A advogada hesitou em responder. Tratavam-se de coisas que não gostava de se lembrar ou falar...

 

- Desde que o nosso pai o fechou dois dias dentro de uma cabana ao fundo do jardim, quando ele tinha mais ou menos a idade de Daniel, a partir daí Rodrigo desenvolveu uma espécie de claustrofobia aguda e uma sólida aversão a tudo o que sejam chaves ou qualquer coisa que se lhe pareça.

 

Incrédulo, o francês reteve apenas um detalhe.

 

- ”O vosso” pai - repetiu Vincent.

 

- Sim. Rodrigo é o meu irmão mais novo; é por isso que o amo tanto.

 

- Então, o teu pai era mesmo assim tão mau? - perguntou o garoto.

 

Catarina hesitou, antes de responder. Não gostava de falar daqueles assuntos, que para ela eram tão dolorosos.

 

- Ele não tinha qualquer tipo de ternura por nós - acabou por dizer quase num murmúrio - e os castigos que nos dava chegavam ao limite dos maus tratos. Rodrigo e eu andávamos sempre juntos. Éramos verdadeiros irmãos. Protegia-o como podia, mas, assim que cresceu um pouco mais, fazia o mesmo comigo. A minha mãe acabou por pedir o divórcio.
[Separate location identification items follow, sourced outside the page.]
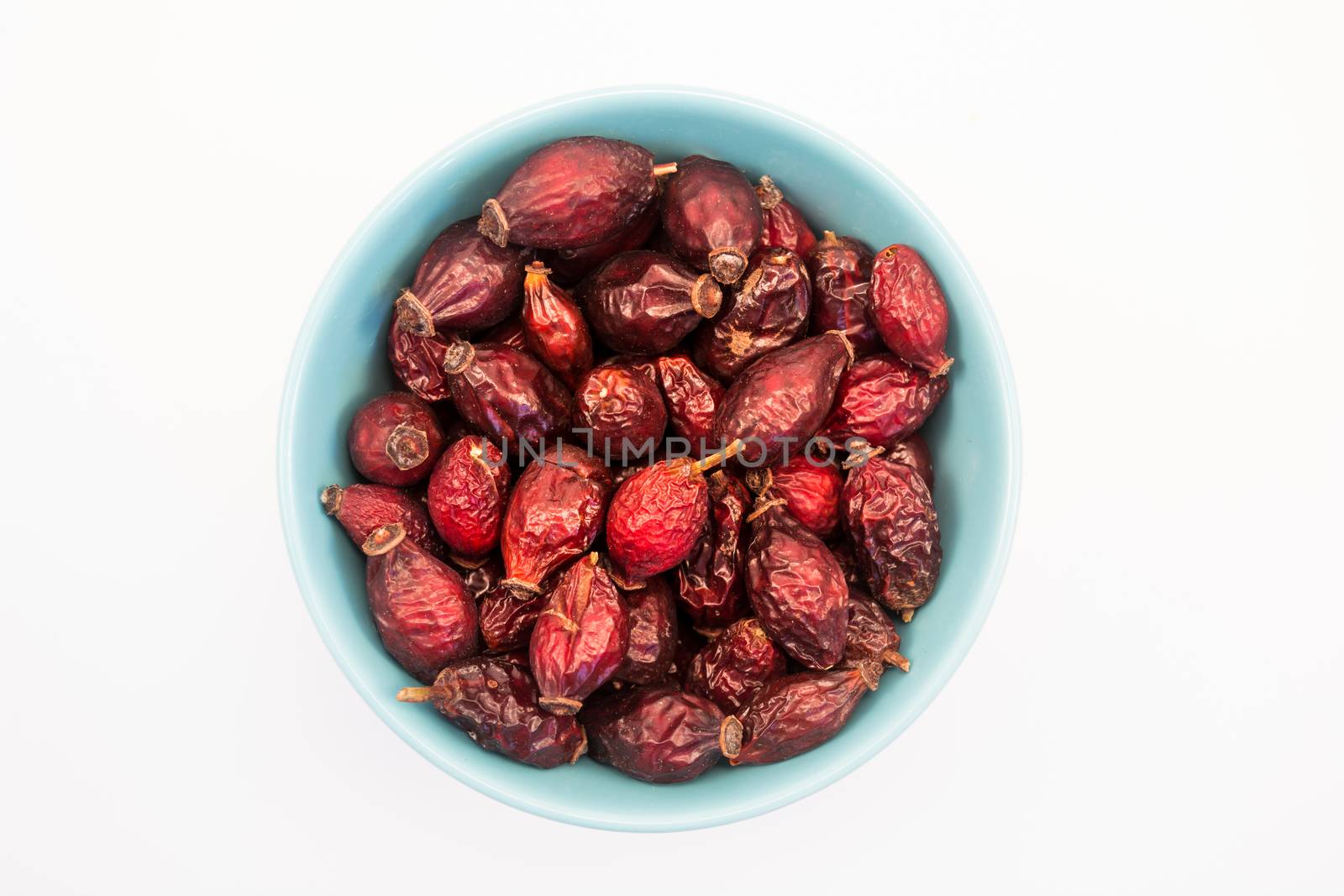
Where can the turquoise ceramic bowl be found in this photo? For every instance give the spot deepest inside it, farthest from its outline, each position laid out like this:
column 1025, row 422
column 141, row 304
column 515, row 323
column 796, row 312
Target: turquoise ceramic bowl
column 339, row 363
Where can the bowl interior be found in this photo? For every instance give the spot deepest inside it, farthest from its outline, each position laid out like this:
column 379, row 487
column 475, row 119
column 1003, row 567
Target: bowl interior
column 339, row 363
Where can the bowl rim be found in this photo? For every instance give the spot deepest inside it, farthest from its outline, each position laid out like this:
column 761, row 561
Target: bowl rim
column 963, row 641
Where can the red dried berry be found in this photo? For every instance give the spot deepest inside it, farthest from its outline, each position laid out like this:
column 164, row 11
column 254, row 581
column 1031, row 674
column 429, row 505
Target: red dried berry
column 496, row 703
column 882, row 401
column 658, row 515
column 796, row 586
column 660, row 735
column 554, row 515
column 580, row 638
column 734, row 667
column 909, row 311
column 811, row 488
column 423, row 611
column 506, row 394
column 768, row 312
column 394, row 439
column 894, row 530
column 783, row 222
column 781, row 401
column 647, row 302
column 842, row 270
column 799, row 712
column 622, row 411
column 712, row 217
column 467, row 496
column 467, row 282
column 710, row 580
column 554, row 327
column 575, row 192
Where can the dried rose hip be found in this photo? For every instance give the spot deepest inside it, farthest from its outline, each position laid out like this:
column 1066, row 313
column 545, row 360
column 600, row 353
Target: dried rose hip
column 363, row 508
column 618, row 406
column 660, row 735
column 712, row 217
column 573, row 192
column 467, row 496
column 571, row 265
column 796, row 586
column 421, row 607
column 654, row 633
column 506, row 394
column 394, row 439
column 554, row 515
column 580, row 638
column 554, row 327
column 894, row 530
column 842, row 269
column 467, row 282
column 768, row 312
column 495, row 701
column 797, row 712
column 783, row 222
column 710, row 582
column 647, row 302
column 732, row 668
column 909, row 311
column 691, row 398
column 783, row 399
column 658, row 515
column 871, row 634
column 882, row 401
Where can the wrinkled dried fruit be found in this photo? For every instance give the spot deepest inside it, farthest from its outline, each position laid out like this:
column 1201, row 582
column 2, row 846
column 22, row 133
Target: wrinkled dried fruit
column 710, row 582
column 573, row 192
column 394, row 439
column 467, row 496
column 712, row 217
column 467, row 282
column 732, row 668
column 783, row 222
column 783, row 399
column 647, row 302
column 659, row 734
column 659, row 513
column 554, row 327
column 581, row 637
column 554, row 515
column 768, row 312
column 909, row 311
column 882, row 401
column 894, row 530
column 799, row 712
column 423, row 611
column 363, row 508
column 506, row 394
column 616, row 406
column 842, row 270
column 495, row 701
column 654, row 633
column 795, row 584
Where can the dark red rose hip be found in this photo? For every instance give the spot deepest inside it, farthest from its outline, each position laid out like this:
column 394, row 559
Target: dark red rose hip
column 647, row 302
column 909, row 311
column 580, row 638
column 573, row 192
column 394, row 439
column 496, row 703
column 711, row 217
column 423, row 611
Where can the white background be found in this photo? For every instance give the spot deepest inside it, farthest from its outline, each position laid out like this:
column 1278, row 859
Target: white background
column 1151, row 195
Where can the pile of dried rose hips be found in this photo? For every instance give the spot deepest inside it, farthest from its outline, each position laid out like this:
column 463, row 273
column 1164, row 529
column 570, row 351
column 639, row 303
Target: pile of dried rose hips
column 555, row 589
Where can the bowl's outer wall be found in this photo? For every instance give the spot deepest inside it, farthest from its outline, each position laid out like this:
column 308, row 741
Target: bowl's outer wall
column 340, row 362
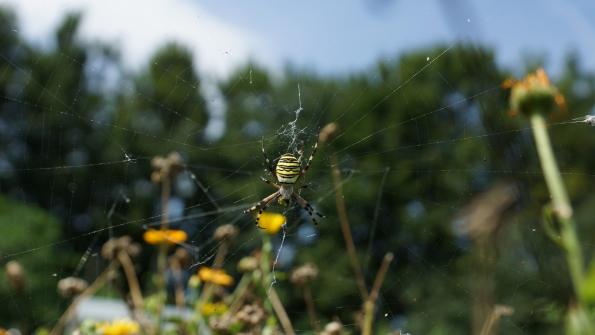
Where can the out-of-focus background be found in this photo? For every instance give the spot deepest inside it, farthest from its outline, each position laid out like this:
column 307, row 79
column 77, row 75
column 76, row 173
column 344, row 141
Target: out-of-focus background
column 434, row 168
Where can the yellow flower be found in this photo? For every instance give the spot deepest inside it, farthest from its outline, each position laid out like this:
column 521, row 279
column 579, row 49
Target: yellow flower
column 215, row 276
column 119, row 327
column 271, row 223
column 168, row 236
column 217, row 308
column 533, row 93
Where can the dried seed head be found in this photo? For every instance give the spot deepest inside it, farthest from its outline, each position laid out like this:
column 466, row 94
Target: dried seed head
column 15, row 275
column 332, row 328
column 225, row 232
column 250, row 315
column 158, row 163
column 247, row 264
column 182, row 256
column 534, row 93
column 304, row 274
column 166, row 167
column 71, row 286
column 175, row 162
column 328, row 132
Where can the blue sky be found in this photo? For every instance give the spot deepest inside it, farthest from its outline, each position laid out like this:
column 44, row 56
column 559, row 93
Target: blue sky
column 331, row 37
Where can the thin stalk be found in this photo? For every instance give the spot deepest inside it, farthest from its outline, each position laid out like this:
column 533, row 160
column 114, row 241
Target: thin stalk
column 240, row 293
column 162, row 256
column 345, row 229
column 207, row 291
column 274, row 303
column 135, row 292
column 560, row 203
column 370, row 302
column 311, row 310
column 280, row 311
column 177, row 272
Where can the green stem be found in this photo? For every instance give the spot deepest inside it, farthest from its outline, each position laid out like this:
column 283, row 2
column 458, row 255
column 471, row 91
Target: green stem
column 560, row 203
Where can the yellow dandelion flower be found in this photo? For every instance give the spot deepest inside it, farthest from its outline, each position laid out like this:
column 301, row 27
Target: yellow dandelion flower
column 215, row 276
column 533, row 93
column 271, row 222
column 167, row 236
column 217, row 308
column 119, row 327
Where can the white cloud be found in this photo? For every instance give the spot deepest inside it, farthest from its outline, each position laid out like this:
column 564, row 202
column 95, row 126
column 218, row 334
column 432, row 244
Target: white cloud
column 139, row 27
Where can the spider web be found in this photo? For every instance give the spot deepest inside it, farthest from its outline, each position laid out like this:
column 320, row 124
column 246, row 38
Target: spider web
column 213, row 202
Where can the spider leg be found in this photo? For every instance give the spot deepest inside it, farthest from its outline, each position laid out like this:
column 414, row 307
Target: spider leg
column 268, row 164
column 305, row 205
column 270, row 182
column 263, row 204
column 307, row 166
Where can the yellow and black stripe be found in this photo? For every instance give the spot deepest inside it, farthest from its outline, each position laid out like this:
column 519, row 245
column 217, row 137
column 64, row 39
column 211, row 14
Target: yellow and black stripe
column 288, row 169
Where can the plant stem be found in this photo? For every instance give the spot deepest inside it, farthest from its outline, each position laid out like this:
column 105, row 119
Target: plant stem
column 346, row 230
column 280, row 311
column 274, row 304
column 162, row 256
column 134, row 286
column 560, row 203
column 371, row 300
column 311, row 310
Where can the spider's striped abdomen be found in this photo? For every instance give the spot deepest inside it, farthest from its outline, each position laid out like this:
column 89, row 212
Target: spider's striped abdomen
column 287, row 169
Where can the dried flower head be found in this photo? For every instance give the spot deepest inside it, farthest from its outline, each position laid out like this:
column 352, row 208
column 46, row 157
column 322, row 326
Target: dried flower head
column 113, row 246
column 119, row 327
column 332, row 328
column 304, row 274
column 15, row 275
column 181, row 256
column 327, row 132
column 166, row 166
column 225, row 232
column 533, row 94
column 71, row 286
column 271, row 222
column 247, row 264
column 215, row 276
column 165, row 236
column 250, row 315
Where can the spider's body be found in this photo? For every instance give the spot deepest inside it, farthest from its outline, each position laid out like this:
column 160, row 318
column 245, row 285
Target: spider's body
column 287, row 172
column 288, row 169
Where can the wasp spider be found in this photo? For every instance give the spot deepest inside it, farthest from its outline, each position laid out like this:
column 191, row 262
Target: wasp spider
column 286, row 173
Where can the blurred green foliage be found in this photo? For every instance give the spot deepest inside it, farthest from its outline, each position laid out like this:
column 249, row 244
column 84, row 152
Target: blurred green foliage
column 37, row 300
column 72, row 116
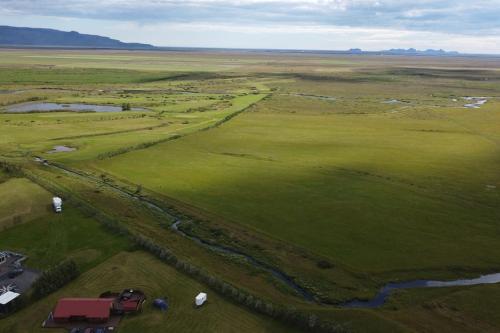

No entanto, como o nosso pai não suportava a ideia de deixar de ter controlo sobre os três, tivemos de andar a fugir durante anos e anos, mudando, sem parar, de casa. Percorremos o País inteiro. Rodrigo e eu andávamos sempre juntos...

 

Vincent ouviu tudo aquilo de coração apertado. De facto, já percebera que ela tinha tido uma infância dolorosa, mas nunca imaginara que fosse àquele ponto...

 

- Quando atingi a maioridade, pedi para tirar o nome do meu pai. Era uma coisa simbólica, eu sei, mas era muito importante para mim deixar de ter o nome dele.

 

O francês fez-lhe uma festa no rosto. Catarina respondeu-lhe, pousando a sua mão sobre a dele, num gesto que significava que os sentimentos, quando são partilhados, valem mais do que qualquer palavra.

 

Daniel parou de andar e ficou a observá-los.

 

- Vocês vão beijar-se como no outro dia no cinema?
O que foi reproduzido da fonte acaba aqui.